I’m trying to punch up my own activity level. Last weekend I took a huge pile of branches from an overgrown shrubbery to task, bending and twisting and finally splitting the green wood, which needed tearing away from its supple bark to make the complete break. It was a Herculean task, one that didn’t really need doing, but I did it anyway. Then I broke them further and spent the afternoon burning the twigs and branches in my outdoor fireplace while drinking a beer.

Very satisfying, but my winter-soft muscles were sore for days afterward. Next week I will plant grass.

I need to get my own bike down off its inverted perch in the garage and put it to use again. I need to get on the trail, feel my legs again. Lately, all I feel of them is the pain from sitting too long, working too long, twisting my impatient legs in knots under my desk. I told my daughter we’d ride the trail together now that she’s a good rider, which scared her a little. But she’ll be fine.

She says she wants to cut her hair short for the summer. That’s a good idea.

We’ll take her to Colorado in June, to the Rocky Mountains. She can climb, breathe the thin air with us, pan for gold in the little stream beside the cabin. We’ll build fires at night, watch the stars from the deck. We’ll eat well.

My house is in order. My trees are trimmed. My clothes fit. It’s a good spring so far, and my home is happy. We are of this Earth, and we belong here. I was made to enjoy these things, and not to wonder at joy’s quotient.

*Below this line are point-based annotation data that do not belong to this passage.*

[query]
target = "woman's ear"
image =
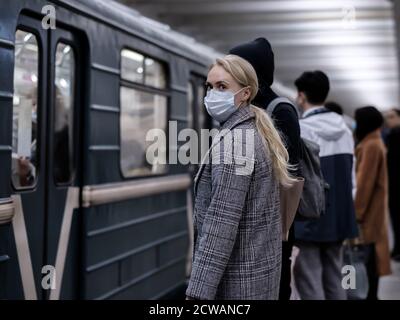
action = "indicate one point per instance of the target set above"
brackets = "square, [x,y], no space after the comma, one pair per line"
[246,94]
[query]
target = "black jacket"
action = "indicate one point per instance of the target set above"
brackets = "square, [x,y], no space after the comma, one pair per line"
[259,53]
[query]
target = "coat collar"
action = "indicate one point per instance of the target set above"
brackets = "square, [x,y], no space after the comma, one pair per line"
[242,114]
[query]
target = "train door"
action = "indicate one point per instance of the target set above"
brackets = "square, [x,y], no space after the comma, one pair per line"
[45,164]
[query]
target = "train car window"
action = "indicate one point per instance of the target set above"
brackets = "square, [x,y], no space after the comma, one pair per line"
[132,66]
[190,101]
[140,112]
[154,74]
[25,102]
[138,68]
[200,104]
[143,107]
[63,113]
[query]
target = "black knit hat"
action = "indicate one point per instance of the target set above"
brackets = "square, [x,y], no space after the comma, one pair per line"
[368,119]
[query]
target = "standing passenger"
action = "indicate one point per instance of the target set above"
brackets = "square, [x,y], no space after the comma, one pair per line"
[259,53]
[371,195]
[237,222]
[319,263]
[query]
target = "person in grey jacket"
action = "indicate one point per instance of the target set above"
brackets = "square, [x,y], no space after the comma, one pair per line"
[237,222]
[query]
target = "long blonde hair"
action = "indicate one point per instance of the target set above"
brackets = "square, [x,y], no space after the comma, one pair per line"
[244,73]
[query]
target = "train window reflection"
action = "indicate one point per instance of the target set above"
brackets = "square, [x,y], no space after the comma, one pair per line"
[25,110]
[63,113]
[132,66]
[137,68]
[154,74]
[140,112]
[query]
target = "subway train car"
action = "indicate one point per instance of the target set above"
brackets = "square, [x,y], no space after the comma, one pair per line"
[83,215]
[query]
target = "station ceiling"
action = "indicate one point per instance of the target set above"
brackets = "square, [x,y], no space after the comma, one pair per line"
[353,41]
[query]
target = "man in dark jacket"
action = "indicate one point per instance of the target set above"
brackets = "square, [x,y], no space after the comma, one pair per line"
[392,118]
[259,53]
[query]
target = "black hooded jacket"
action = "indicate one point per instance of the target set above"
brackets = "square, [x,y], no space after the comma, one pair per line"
[260,55]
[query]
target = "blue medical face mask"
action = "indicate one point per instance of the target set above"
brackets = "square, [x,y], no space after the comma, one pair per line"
[220,104]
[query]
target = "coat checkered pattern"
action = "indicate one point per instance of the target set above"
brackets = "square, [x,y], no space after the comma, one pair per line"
[237,224]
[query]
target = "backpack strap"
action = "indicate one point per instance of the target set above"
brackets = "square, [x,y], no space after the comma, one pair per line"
[274,103]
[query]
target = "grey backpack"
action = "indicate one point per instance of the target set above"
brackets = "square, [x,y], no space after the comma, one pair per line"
[312,203]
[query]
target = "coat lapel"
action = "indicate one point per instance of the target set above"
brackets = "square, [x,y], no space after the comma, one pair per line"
[239,116]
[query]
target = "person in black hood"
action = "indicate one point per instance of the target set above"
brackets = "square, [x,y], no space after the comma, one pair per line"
[368,120]
[260,55]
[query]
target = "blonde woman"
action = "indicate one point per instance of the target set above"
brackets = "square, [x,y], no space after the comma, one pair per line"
[237,223]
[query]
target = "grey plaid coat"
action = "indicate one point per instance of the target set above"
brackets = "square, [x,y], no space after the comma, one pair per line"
[237,224]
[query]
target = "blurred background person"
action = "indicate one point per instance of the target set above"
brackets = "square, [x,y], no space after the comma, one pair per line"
[371,195]
[318,266]
[392,118]
[261,56]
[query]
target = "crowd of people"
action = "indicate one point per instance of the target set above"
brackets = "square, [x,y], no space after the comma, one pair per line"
[239,250]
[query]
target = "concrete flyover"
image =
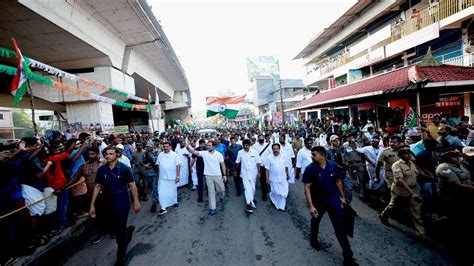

Wordsworth lamented, “The world is too much with us.” And it is. The idiocy of the world won’t stop just because I’m in a good mood. But he also knew that being at one with the real world–nature–was something to aspire to, even as the world of men continues to vie for our attention and tries its best to demonstrate to us our soul’s corruptibility, our body’s corporeality, and our great grand experiment’s utter futility.

Frost knew:

So was I once myself a swinger of birches.
And so I dream of going back to be.
It’s when I’m weary of considerations,
And life is too much like a pathless wood
Where your face burns and tickles with the cobwebs
Broken across it, and one eye is weeping
From a twig’s having lashed across it open.
I’d like to get away from earth awhile
And then come back to it and begin over.
May no fate willfully misunderstand me
And half grant what I wish and snatch me away
Not to return. Earth’s the right place for love:
I don’t know where it’s likely to go better.